To access the lab from AWS Academy, select Courses > AWSAcademy Learner Lab > Modules >
Learner Lab - Foundation Services. On this page click ‘Start Lab’ to start a new lab session, then the ‘AWS’ link to open the AWS Console once the button beside the link is green.
Please note:
• Ensure you shut down (stop or terminate) EC2 instances when you are not using them.
These will use the most credit in your account in this exercise. Note that the Learner Lab will stop running instances when a session ends, then restart them when a new session begins.
• AWS Learner Lab accounts have only a limited subset of AWS services / features available to them, see the Readme file on the Lab page (Service usage and other restrictions) or thisAWS Academy Page.
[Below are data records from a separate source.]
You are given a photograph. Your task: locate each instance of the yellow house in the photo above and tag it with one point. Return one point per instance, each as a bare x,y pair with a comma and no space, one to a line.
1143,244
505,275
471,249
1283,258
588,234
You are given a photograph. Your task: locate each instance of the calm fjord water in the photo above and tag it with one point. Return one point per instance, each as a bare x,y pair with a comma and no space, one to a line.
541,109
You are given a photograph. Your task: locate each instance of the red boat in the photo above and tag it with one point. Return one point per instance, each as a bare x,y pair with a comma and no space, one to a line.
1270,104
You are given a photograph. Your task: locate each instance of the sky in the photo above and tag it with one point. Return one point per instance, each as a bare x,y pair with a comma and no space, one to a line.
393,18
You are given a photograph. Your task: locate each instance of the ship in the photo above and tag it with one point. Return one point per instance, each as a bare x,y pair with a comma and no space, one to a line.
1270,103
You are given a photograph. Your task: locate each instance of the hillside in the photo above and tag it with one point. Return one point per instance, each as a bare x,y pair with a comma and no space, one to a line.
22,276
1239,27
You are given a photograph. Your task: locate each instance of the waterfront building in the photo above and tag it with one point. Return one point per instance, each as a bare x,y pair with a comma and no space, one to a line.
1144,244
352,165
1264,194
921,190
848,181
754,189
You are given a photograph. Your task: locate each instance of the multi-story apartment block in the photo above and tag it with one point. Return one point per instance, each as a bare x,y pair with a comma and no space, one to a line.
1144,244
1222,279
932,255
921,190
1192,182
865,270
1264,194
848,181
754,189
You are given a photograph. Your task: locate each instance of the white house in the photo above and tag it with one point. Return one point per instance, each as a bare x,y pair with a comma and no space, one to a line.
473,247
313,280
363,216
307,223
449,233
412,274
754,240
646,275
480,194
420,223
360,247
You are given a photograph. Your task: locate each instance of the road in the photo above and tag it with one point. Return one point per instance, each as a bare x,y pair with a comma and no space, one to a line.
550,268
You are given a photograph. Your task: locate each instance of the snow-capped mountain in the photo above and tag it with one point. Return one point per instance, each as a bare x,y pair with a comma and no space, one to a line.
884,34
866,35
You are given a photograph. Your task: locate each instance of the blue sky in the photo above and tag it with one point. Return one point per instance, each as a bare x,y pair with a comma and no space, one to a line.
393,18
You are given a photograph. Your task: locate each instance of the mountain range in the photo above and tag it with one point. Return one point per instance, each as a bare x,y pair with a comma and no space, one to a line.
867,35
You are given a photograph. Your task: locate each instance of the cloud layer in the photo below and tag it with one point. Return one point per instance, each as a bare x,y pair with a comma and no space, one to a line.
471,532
• If you haveinstalled the AWS CLIon your PC and wish to access your Learner Lab account, you will need the credentials (access key ID & secret access key) shown by pressing the AWS Details button on the Lab page. Note that these only remain valid for the current session.
• If you have any issues with AWS Academy or the Learner Lab, please book an Office Hours session to seek help FIRST, email the instructors if there is no other option.
Support
The normal options for support are available for you.
• Office Hours: will vary over the Summer – please check with the instructor
Marking
Below are the marking bands with maximum possible mark range achievable given approximate scope of work.
+80% Outstanding report and implementation. Extensive exploration, analysis and implementation demonstrating deep understanding and reading outside of the CF course and lectures.
70 - 80% Excellent report. Well architected, fully functional auto-scaling, great optimisation techniques, very good understanding of cloud principles gained in the CF course.
60 - 70% Report of correct length, fully functional auto-scaling, good optimisation techniques, good understanding of cloud principles gained in the CF course.
50 - 60% Report of correct length, basic but functional auto-scaling, some good ideas about optimisation techniques, correct understanding of main cloud principles in the CF course.
<50% (Fail) Report is not at an appropriate standard, auto-scaling not implemented. Objectives of the assignment have not been demonstrated.